Page MenuHomePhabricator

Investigate what caused our WDQS update lag to drop and remain below SLO on 28/07
Closed, ResolvedPublic

Description

This ticket is to investigate what caused WDQS update lag to drop at the end of July. We can file another ticket for any resolution actions that need to be taken.

WDQS uptime lag dropped around 28 July below our established 95% SLO: https://grafana.wikimedia.org/d/yCBd7Tdnk/wdqs-wcqs-lag-slo?orgId=1&from=now-90d&to=now&var-cluster_name=wdqs&var-lag_threshold=600&var-slo_period=30d

AC:

  • identify reason for drop in WDQS update lag SLO

Event Timeline

per talking to David:

This is due to two events that I think did not have any major user impact:

  • July 23 at 08:00: wdqs1004 suffered from a deadlock and was automatically depooled, the machine remained depooled until July 26 at 21:00 and it took 1.5days to catchup (I can't remember if this machine remained depooled while it caught up so it is possible that some user queries might have returned not up to date results during that period).
  • August 9 at 15:00, I performed some maintenance operations on the streaming updater running in k8s@codfw due to T314835. Before doing so Brian did depool codfw so users were not impacted.
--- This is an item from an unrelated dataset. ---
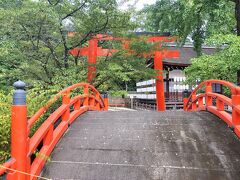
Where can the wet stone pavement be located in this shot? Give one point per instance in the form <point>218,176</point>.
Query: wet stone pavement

The first problem is due to one of the two failure modes we know can affect blazegraph, one is the memory pressure that was mitigated using jvmquake, the other is a deadlock for which we don't have yet a remediation in place.
The second problem is mainly due to the fact that our SLO calculation do not know what servers are pooled (related to https://phabricator.wikimedia.org/T238751) and thus can burn our budget even in case of planned maintenance operations.
Barring any new problems the update lag SLO should be back to normal in a couple weeks (due to the 30d time window). I think it's already back to normal if you select 7d for "Period to calculate"

No further action is needed at this time

MPhamWMF claimed this task.